Jiu-Jitsu Letter

The Teacher You Want vs The Teacher You Need

When I train with my teacher, one of the things I keep asking is, “Okay, from right here, you just passed the guard, you’re in side control. What are you thinking?”

His answer is always the same: “I’m not thinking anything.”

It frustrates me and makes me laugh, because I already know the answer. I’ve been asking the same question for every position or scenario for the last ten years. We think about jiu-jitsu differently. He isn’t ten steps ahead, just one or two. I’m always trying to map out the path, figuring out what priorities I should have and what checkpoints I need to hit.

Alex doesn’t see it that way. I’ll ask, “Then what do you want from here?” He’ll say, “I don’t want anything.” I’m looking for the secret detail that will turn my jiu-jitsu into magic, but that secret doesn’t exist.

Eventually he told me, “If anything, I’m just thinking about staying on top.”

That made me pause. Because when I roll, once I get on top I’m usually thinking about advancing. He’s just focused on not going backwards. At the end of our session I asked him to put me on bottom and let me feel what he was doing. No matter what I tried, it felt like he was making small adjustments that forced me into worse positions. Every reaction pulled me closer to danger.

It reminded me that no matter how good you think you are, there’s always more to learn. And that different people teach and learn in different ways.
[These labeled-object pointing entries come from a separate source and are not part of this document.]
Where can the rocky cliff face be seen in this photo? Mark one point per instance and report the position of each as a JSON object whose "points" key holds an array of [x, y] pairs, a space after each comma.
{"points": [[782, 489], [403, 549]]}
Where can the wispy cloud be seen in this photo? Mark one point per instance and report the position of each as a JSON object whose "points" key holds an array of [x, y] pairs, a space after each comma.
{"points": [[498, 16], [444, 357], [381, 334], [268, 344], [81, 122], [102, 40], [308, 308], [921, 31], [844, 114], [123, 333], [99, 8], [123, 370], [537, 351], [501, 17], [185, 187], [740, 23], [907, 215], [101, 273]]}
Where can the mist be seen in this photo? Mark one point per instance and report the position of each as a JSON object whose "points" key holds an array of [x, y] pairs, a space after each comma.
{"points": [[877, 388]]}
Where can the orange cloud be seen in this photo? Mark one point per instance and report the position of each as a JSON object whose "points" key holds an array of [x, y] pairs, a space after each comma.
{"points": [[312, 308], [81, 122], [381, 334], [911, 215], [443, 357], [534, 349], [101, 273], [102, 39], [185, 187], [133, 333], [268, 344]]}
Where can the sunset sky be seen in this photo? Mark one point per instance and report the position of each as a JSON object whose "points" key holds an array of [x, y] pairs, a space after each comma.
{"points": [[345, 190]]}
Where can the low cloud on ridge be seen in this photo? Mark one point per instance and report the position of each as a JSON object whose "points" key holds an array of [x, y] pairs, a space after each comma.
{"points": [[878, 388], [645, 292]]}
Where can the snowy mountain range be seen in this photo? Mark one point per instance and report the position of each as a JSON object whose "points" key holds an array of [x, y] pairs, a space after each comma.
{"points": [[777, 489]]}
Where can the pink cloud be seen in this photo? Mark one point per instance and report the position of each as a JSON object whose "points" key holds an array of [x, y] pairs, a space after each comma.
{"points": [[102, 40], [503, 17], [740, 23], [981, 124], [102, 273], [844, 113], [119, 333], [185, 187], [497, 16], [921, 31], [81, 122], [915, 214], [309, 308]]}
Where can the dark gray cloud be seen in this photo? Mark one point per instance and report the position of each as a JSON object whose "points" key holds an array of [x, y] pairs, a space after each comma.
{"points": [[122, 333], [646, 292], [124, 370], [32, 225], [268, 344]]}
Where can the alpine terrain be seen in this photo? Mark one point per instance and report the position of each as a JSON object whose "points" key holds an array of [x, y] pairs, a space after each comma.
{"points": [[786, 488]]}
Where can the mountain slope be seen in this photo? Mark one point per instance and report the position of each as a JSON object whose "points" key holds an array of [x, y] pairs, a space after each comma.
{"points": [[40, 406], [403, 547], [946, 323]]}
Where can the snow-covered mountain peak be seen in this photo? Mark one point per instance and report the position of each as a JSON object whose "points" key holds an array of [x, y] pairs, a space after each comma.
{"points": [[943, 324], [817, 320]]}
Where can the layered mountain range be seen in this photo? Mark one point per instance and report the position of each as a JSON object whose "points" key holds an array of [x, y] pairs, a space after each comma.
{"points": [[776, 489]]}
I used to get frustrated with Alex because he wouldn’t give me a neat, step-by-step plan. His approach is more like, “Here’s the beginning, here’s the end, the middle is messy.” That doesn’t mean he’s messy. He’s super detailed and can troubleshoot anything. If I tell him I’m having trouble with a position or movement, he knows exactly what to do. No matter what reaction I give him, he has an answer. And when I ask a “why” question, he’s able to make it easy to understand.

He once explained it by saying jiu-jitsu is like buying furniture from IKEA and throwing away the instructions. That’s part of what made him so creative. I’d read the instructions twice before touching the pieces.

Sometimes the teaching you resist at first is the one you end up needing most. You think you want clear instructions and a straight line, but then someone shows you how to navigate the chaos instead. It may not feel like what you were looking for, but it might be exactly what makes you better.